The bill doesn’t deliver the “better care” its name would suggest. Instead, it throws 22 million Americans off health insurance, makes coverage much more expensive for older, sicker and low-income people and eliminates crucial patient protections — all to deliver massive tax cuts for the wealthy and powerful.
McConnell says his bill will correct the “failed law” that preceded it. But in Kentucky, the ACA has meant major progress in just a few short years. Our rate of uninsured has fallen by more than half. The 475,000 Kentuckians gaining coverage thanks to Medicaid expansion are more likely to get regular care for chronic conditions and less likely to skip medications due to cost, according to a new Harvard study. And Kentucky’s economy benefits from billions in new federal dollars flowing to the state — money that ends up in jobs for nurses and other health providers in every Kentucky community.
That progress and much more is at risk with the Senate bill.
McConnell’s plan would effectively end the Medicaid expansion. And it would go beyond that to radically restructure how Medicaid has been funded since it was created in 1965. The bill would undermine the program through a mechanism that will squeeze federal funding over time. Far from “strengthening” Medicaid, this change will threaten coverage and benefits for the nearly one million Kentucky children, people with disabilities, seniors and pregnant women covered under the traditional Medicaid program.
While ignoring how the bill decimates Medicaid, McConnell argues that it rescues the individual market from Obamacare. But rather than shoring up these marketplaces and filling holes to make coverage more affordable, the Senate bill will mean more people paying higher out of pocket costs for inferior coverage.
The bill allows insurance companies to pass more costs off to consumers in the form of higher deductibles and co-pays, and it eliminates cost sharing subsidies. In addition, insurers will be able to charge older people substantially more for premiums than under the ACA, some middle-income people will lose all assistance buying coverage and, as the Congressional Budget Office notes in their analysis of the bill, “few low-income people will be able to buy any plan.”
McConnell also claims the bill will “preserve access to care for patients with pre-existing conditions.” But the Senate plan gives states the option to waive requirements that plans cover certain health benefits. That will lead to insurers offering plans that fail to cover expensive treatments, leaving people with serious conditions unable to find affordable coverage needed for health and even survival.

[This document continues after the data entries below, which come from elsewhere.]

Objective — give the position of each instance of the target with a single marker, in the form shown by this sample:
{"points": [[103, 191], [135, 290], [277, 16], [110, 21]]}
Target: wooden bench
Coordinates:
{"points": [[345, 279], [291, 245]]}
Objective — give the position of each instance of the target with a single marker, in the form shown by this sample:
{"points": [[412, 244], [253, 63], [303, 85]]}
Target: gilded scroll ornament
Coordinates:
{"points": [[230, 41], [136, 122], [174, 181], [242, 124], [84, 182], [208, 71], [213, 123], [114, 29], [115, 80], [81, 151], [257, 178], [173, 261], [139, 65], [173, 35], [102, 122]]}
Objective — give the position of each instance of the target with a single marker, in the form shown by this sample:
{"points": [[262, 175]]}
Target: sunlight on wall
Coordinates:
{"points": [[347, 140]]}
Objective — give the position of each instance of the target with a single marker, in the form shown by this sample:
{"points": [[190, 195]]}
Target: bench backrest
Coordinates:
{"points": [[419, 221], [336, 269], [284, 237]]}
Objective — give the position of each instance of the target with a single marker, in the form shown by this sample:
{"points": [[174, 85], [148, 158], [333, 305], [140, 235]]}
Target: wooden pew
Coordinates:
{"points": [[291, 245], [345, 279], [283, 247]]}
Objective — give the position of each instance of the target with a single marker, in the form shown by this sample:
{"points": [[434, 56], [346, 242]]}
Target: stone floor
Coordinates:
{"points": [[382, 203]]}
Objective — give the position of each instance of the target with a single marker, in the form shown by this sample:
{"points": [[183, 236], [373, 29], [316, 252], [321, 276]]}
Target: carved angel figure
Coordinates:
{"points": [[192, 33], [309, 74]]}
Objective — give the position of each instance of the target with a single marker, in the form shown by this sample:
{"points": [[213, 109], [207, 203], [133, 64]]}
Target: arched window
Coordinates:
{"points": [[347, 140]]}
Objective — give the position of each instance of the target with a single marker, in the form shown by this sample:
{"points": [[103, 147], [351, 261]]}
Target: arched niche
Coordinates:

And McConnell points to relatively small grants for opioid treatment contained in the bill while leaving out how the plan as a whole pours gasoline on the fire of Kentucky’s drug crisis. Because of Medicaid expansion, Kentucky has seen a 740 percent increase in drug treatment paid for by the program. But by ending expansion, slashing the number of people with health coverage and allowing waiver of requirements that Medicaid and private insurance cover drug treatment, the Senate bill would dramatically roll back access to addiction care.
Far from improving health care in America, the Senate bill would wreak havoc on people’s lives. And the dollars it takes from care for low- and middle-income Americans will be sent to wealthy people, drug companies and insurers in the form of huge tax cuts — an average cut of $50,000 a year for millionaires. No legislation in recent history presents a greater threat to more Kentuckians than the bill now in front of the Senate.
Kentucky’s health depends on what happens next.
This column ran in the Courier-Journal on June 28, 2017.